USAID works with countries to protect, manage, and restore their forests. Sound management of environmental and natural resources is integral to a country’s sustainable development and resilience to climate change.

In developing countries, the forest sector presents unique challenges and opportunities for private sector engagement. Forests provide more than 86 million jobs, and support the livelihoods of rural communities. In addition to timber, forests also provide critical nature-based services such as consistent water flows for drinking and agriculture, habitat for wildlife and pollinators, and carbon capture, for which new markets are emerging.

At the same time, global demand for wood, paper, and agricultural commodities has put tremendous pressure on forests, driving illegal logging and large-scale forest clearing, particularly in countries that lack resources for oversight and management. The alarming rate of loss of these valuable ecosystems and high public concern has led companies that rely on forest resources to become a part of the solution to guarantee their sustainability and long-term health.

USAID Private Sector Engagement on Forests Activities

In 2019, USAID invested $181.4 million to help people, enterprises, and governments in 45 countries improve forest and land management, with $180.8 million focused on tropical forests. The Agency works with individual businesses or consortia of organizations committed to legal, equitable, and sustainable practices that improve people’s well-being. By partnering with USAID, the private sector can join a diverse set of government and non-governmental actors to expand sustainable natural resources management, protect the planet’s resources, support inclusive economic growth, and combat climate change.

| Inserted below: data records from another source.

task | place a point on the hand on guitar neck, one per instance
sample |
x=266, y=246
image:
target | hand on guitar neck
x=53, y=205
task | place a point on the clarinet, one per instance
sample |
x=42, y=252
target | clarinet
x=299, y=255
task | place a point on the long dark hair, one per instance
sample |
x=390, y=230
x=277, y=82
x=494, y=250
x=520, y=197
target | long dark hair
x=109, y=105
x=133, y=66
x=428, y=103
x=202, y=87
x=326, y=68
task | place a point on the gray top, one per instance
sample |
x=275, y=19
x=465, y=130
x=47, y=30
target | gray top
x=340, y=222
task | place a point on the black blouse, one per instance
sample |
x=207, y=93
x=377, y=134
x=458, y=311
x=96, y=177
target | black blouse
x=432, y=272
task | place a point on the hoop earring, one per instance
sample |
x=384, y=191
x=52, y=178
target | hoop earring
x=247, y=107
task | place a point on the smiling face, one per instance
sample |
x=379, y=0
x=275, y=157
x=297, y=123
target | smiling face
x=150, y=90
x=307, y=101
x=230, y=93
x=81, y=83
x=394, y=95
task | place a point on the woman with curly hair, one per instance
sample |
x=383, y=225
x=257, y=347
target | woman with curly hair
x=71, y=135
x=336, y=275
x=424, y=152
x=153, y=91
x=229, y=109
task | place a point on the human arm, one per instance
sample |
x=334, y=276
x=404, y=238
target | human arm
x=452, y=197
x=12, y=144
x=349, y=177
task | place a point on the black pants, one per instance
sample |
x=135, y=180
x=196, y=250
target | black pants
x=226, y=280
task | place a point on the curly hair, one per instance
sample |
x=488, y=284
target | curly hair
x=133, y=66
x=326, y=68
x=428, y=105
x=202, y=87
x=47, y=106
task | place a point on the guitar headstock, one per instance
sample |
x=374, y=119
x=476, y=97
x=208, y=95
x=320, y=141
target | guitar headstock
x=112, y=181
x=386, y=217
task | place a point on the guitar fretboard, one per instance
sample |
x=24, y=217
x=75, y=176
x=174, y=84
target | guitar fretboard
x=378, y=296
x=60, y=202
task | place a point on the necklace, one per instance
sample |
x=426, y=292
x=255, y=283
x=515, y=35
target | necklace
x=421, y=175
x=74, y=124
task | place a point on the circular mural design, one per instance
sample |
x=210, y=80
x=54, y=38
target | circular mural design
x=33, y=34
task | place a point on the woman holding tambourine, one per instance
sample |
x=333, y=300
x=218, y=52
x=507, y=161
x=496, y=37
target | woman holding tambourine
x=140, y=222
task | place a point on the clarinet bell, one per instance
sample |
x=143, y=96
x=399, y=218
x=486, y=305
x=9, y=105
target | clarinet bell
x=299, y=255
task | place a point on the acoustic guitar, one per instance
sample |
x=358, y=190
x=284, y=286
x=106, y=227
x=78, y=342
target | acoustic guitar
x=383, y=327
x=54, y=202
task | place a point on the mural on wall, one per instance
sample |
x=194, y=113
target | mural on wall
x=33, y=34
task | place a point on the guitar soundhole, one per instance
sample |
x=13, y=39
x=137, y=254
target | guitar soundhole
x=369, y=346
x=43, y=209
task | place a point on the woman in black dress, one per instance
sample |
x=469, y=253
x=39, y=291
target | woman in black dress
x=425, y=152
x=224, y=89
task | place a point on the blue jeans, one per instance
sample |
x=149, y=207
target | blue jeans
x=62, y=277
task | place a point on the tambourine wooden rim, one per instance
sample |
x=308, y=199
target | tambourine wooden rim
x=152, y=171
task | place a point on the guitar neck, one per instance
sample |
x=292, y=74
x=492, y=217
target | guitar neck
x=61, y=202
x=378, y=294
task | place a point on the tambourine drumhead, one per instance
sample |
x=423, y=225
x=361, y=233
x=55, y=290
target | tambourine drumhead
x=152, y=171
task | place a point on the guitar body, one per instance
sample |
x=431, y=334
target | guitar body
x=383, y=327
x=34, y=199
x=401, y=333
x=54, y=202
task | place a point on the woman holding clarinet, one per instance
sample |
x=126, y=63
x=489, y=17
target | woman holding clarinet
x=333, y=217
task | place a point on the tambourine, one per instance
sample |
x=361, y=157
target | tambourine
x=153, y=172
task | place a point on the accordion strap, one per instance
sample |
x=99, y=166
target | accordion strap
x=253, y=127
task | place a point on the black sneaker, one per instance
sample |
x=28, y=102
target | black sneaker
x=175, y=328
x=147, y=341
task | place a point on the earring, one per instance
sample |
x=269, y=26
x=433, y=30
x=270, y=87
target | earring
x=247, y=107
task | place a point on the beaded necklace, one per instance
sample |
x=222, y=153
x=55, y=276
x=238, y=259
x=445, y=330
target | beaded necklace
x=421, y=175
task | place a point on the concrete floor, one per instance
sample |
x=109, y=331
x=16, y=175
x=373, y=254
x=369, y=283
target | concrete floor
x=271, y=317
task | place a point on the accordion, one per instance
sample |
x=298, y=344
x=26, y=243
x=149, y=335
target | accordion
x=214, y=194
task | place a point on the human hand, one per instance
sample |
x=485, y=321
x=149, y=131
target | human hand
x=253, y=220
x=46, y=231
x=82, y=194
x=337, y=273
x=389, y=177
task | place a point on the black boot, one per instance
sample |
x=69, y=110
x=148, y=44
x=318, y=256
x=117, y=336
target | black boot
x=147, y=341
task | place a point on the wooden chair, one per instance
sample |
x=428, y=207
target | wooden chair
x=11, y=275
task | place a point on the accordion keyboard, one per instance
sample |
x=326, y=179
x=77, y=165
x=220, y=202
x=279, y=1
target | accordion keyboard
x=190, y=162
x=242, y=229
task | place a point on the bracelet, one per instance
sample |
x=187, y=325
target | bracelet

USAID engages with the private sector to improve outcomes for forest protection, restoration, and management: working with the financial sector to unlock capital; building and enabling access to new markets for ecosystem services; strengthening local capacity to scale sustainable supply chains; and collaborating on new science and technology applications.

USAID Approaches

Leveraging private sector financing is essential for jumpstarting investments to conserve or restore forests. For example, USAID Green Invest Asia helps agricultural and forestry businesses in Southeast Asia improve environmental stewardship by making connections with investors and reducing barriers to investment. USAID Green Invest Asia’s current pipeline will shift more than $100 million of consumer spending into sustainably produced commodities and direct $190 million of investments into sustainable production.

USAID helps countries create policies and access markets that value carbon sequestration, watershed protection, and other ecosystem services that forests provide. In Fiscal Year 2019, the Government of Vietnam mobilized $127 million for forest and watershed protection through payments for forest environmental services. USAID, the Government of Vietnam, and Microsoft collaborated to develop and deploy an online platform to track these e-payments and to improve monitoring of conservation performance.

USAID and partners build producer capacity for green supply chains. McCormick and other partners are working with USAID in Madagascar to create an alternative to low-yield, high-deforestation agriculture and to help farmer cooperatives produce independently certified and sustainable vanilla. Nearly 1,800 vanilla farmers in the Northeastern region have received Rainforest Alliance certification, and earn premium prices for their certified vanilla. The Sustainable Vanilla for People and Nature project, co-financed and launched by USAID and McCormick in 2020, will reach an additional 3,000 farmers.

USAID is partnering with corporations on science, technology, and innovation. Through the U.S. Government Silvacarbon program, USAID and Google are making powerful cloud computing tools more accessible for national forest monitoring and greenhouse gas reporting. Google Earth Engine training has helped countries improve their forest monitoring and scientific reporting to qualify for performance-based programs such as the World Bank’s Forest Carbon Partnership Facility. Vietnam’s 2020 partnership agreement with the World Bank, for example, will unlock up to $51.5 million in payments to six North Central regional provinces for verified reductions in carbon emissions achieved through improved forest management and restoration through 2025.